Target Pajak Meroket, DPRD Wajo Bertamu di Bappenda Kolaka Utara

Realisasi Pedapatan Asli Daerah (PAD) tahun 2021 meroket dibandingkan tahun sebelumnya, pasalnya dalam realisasi tersebut Dispenda Kolaka Utara menjadi Terbaik Kelima tingkat Nasional, dan Tingkat provinsi terbaik Kedua Tingkat Provinsi Sulawesi Tenggara.

Dijelaskan Kepala Seksi Pendapatan dn Penilaian Objek Pajak Badan Pendapatan Daerah (Bappenda) Miftahul Khaer kunjungan 6 Orang Anggota DPRD Kabupaten Wajo dari Komisi II pada Kamis (23/6) tersebut sesuai dengan suratnya untuk mendapatkan referensi dan informasi terkait optimalisasi pengelolaan pajak dan retribusi daerah Kabupaten Kolaka Utara.


“Mereka datang berkoordinasi bagaimana cara yang dilakukan Bappenda Kolaka Utara dalam peningkatan pajak, ada peningkatan mata pajak sampai 200 Persen mungkin itu yang menjadi rujukan mereka lihat, Juga ada pengakuan Kemendagri Pada April bahwa Bappenda Kolaka Utara Terbaik Kelima secara Nasional dan Terbaik Kedua Se Sultra,”Ujarnya.

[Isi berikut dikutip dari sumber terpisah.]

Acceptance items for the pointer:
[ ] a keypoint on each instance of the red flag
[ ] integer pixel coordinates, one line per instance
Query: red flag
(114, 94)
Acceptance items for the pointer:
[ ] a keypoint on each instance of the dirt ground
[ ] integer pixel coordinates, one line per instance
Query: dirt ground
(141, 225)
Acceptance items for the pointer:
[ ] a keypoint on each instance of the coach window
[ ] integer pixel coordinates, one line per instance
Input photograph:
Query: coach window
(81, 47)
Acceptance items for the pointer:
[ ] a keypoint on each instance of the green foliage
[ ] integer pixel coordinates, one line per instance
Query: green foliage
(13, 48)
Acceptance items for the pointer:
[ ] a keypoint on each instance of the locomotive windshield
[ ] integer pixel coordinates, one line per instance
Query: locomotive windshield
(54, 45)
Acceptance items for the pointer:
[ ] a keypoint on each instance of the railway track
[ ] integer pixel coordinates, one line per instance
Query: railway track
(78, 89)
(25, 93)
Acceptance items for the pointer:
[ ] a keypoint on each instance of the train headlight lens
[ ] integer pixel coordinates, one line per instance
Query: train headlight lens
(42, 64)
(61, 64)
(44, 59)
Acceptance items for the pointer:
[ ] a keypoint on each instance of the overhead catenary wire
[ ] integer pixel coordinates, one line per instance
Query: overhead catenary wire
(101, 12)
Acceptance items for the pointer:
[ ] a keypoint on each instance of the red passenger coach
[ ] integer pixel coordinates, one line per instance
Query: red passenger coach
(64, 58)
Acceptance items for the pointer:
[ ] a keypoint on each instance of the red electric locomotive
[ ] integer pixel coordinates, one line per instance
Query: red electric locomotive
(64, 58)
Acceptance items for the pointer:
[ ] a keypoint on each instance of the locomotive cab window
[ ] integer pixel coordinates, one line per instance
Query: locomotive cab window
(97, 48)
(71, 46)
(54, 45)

Diapun menyatakan bahwa untuk besaran penarikan Pajak Kabupaten Wajo lebih besar dibandingkan Kolaka Utara, namun yang menarik karena Bappenda Kolaka Utara Potensi Pajak yang kecil namun peningkatan dari tahun sebelumnya ke tahun berikutnya itu yang besar karena capaiannya sampai 200 persen.

“Kiat yang dilakukan untuk peningkatan pajak yakni permantap data, karena dari potensi data bida dihitung berapa yang akan di tarik, ditahun sebelumnya ada salah perhitungan pajak sehingga rendah, sehingga tahun berikutnya dilakukan perbaikan dan kita akan melakukan digitalisasi pajak semoga tahun ini paling lambat tahun depan kita sudah On the track di aplikasi Pajak,”Katanya.

Sementara itu Wakil Ketua Komisi II Drs.H.A.Witman H,M.Si bersama 5 orang Anggora DPRD Kabupaten Wajo menyatakan bahwa kunjungan yang dilakukan di dinas yang dinahkodai oleh Ahdan Alwi tersebut untuk mendapatkan informasi terkait pengelolaan pendapatan daerah.

“Pendapatan daerah ini adalah merupakan tulung punggung dari APBD jika PAD tidak tercapai ada kegiatan belanja yang tertunda, sehingga kita harus berusaha agar realisasi PAD yang dianggarkan bisa terealisasi,”Ujarnya.

Kabupaten Kolaka Utara kata dia masih berusia 18 tahun namun dibandingkan dengan Kabupaten Wajo yang sudah 600.000 tahun “Ada yang menarik di Kolaka Utara sehingga kami malakukan kunjungan takni akselerasi pembangunan di Kolaka Utara cukup memadai itulah yang mendorong kami untuk datang ke Kolaka Utara, akselerasi percepatan itu yang akan kami terapkan di Wajo dan tentunya disesuaikan dengan kondisi dan situasi dari Wajo, Tandasnya.